2

I’m new to API’s and working with JSON and would love some help here.

I know everything I’m trying to accomplish can be done using the PRAW library, but I’m trying to figure it out without PRAW.

I have a for loop that pulls post titles from a specific subreddit, inputs all the post titles into a pandas data frame, and after the limit is reached, changes the ‘after parameter to the last post id so it repeats with the next batch.

Everything worked perfectly, but when I tried the same technique with a specific thread and gathering the comments, the ‘after’ parameter doesn’t work to grab the next batch.

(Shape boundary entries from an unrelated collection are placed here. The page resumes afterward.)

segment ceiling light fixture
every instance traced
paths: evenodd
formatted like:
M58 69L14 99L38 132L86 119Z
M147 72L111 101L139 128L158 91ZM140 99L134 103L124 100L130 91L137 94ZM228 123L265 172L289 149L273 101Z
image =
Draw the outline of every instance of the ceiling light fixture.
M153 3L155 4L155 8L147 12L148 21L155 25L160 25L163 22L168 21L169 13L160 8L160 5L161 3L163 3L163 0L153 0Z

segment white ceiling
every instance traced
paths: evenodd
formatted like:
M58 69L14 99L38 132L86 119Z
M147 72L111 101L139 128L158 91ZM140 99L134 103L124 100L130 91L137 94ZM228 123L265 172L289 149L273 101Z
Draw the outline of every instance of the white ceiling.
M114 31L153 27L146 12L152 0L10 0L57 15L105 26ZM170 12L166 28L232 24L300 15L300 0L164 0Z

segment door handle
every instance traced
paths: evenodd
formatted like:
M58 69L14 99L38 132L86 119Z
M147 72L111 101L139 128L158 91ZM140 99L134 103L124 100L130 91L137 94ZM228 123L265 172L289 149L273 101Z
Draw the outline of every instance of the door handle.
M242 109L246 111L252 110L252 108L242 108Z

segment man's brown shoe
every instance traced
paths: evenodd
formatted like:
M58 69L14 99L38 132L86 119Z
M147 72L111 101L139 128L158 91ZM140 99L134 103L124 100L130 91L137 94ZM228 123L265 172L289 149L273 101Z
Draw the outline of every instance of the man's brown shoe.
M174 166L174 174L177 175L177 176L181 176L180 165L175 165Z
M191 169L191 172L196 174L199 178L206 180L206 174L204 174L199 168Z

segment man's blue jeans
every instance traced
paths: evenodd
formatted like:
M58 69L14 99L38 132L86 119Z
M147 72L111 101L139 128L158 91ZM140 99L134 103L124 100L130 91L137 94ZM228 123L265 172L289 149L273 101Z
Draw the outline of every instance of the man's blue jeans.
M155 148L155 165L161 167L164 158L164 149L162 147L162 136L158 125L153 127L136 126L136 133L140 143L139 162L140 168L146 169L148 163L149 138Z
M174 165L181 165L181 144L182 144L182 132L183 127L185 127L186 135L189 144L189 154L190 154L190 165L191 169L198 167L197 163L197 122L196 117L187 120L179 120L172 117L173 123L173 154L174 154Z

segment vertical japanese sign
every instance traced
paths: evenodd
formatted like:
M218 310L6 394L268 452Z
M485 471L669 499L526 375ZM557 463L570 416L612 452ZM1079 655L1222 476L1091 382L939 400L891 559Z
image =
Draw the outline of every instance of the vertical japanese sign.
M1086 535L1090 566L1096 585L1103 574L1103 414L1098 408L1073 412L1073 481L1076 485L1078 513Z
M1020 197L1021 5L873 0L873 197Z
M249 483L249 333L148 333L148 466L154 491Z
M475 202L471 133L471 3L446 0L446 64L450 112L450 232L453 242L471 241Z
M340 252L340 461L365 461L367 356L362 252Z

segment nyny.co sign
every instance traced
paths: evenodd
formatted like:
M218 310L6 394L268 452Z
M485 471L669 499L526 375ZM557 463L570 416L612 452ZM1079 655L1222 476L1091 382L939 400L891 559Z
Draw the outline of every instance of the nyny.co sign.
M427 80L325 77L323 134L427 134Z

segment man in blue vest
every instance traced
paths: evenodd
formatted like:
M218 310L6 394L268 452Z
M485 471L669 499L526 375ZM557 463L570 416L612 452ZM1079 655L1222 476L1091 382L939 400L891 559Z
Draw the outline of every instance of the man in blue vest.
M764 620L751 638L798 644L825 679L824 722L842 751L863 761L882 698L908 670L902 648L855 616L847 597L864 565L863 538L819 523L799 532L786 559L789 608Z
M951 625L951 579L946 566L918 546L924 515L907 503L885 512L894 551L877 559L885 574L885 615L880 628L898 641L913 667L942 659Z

I’m assuming ‘after’ works differently with threads than with a subreddits posts. I saw in the JSON ‘more’ with a list of ids. Do I need to use this somehow? When I looked at the JSON for the thread, the ‘after’ says ‘none’ even with the updated parameters.

Any idea on what I need to change here? It’s probably something simple.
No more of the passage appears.